Carnitine depletion hampers the mitochondrial carnitine/palmitoyl shuttle, causing impaired oxidation of long-chain fatty acids and mitochondrial energetic dysfunction [16]. In patients with prolonged critical illness, liver and kidney dysfunction, reduced amino acid, and vitamin C intake, specific drugs (e.g., valproate) and CRRT may cause deficiency. Unexplained muscle weakness, cardiac failure, or hypertriglyceridemia should trigger clinical suspicion, but uncertainty regarding the ratio of tissue-to-plasma levels complicates confirmation. Interventional trials in ICU have been inconclusive and so far focused on early blood level-unadjusted administration [17].

Conclusion

Our lack of knowledge of micronutrient pathophysiology and requirements during critical illness is striking. Based on the very limited evidence available today, we suggest clinicians to:

  1. 1.

    Prevent refeeding syndrome and, in case it develops, react by restricting caloric intake with slow increase over 5 days, while phosphate is replenished and higher dose (> 100 or 200 mg) thiamine administered in patients at risk of Wernicke’s encephalopathy.

  2. 2.

    Systematically consider the possibility of micronutrient deficiency (the “invisible foe”) in critically ill patients.

  3. 3.

    Guarantee provision of at least dietary reference intakes of micronutrients in critical illness.

  4. 4.

    Consider additional repletion of vitamin C, vitamin D, B12, folate, zinc, and carnitine in high-risk patients.

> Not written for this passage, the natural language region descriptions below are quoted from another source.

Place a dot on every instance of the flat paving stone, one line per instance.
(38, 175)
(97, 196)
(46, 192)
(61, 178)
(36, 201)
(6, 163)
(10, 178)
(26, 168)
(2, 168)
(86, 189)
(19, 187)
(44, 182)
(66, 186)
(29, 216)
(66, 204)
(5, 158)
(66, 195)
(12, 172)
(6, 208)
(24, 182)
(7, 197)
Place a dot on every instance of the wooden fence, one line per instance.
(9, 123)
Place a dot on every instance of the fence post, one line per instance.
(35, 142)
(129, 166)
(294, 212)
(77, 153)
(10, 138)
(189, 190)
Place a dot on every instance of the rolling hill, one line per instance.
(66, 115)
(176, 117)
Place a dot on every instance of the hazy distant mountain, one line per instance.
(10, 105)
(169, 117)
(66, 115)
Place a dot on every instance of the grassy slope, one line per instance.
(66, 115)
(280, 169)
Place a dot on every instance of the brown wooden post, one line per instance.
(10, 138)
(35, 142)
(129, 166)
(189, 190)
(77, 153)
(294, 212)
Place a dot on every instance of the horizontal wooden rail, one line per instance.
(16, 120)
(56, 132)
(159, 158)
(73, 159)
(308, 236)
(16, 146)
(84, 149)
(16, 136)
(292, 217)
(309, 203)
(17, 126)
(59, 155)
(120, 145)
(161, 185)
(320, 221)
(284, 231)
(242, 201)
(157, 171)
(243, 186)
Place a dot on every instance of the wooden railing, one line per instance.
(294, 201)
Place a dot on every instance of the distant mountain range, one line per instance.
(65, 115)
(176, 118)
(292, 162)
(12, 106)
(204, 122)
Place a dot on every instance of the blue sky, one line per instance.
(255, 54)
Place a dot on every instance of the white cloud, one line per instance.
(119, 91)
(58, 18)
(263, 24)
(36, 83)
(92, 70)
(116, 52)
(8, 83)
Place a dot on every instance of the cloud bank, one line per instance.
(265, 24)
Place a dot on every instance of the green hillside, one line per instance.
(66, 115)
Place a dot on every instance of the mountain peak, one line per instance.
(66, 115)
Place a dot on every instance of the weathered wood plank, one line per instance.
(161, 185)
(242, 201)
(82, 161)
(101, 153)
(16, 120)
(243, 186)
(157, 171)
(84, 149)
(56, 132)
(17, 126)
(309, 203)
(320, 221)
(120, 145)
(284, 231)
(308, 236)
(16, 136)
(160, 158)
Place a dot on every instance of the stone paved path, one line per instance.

Beyond the above principles, several trials of pharmacologic vitamin repletion (esp. vitamin C, thiamine, and vitamin D) are in progress and clinicians should carefully follow the literature for novel developments (Table 1). Moreover, estimates of the potential impact of deficiencies could be improved by concurrent assessment of serum or tissue micronutrient levels in RCTs of other therapies that might affect their levels (Fig. 1). Finally, the cost-effectiveness of targeted detection–correction versus empirical higher dose administration should be considered.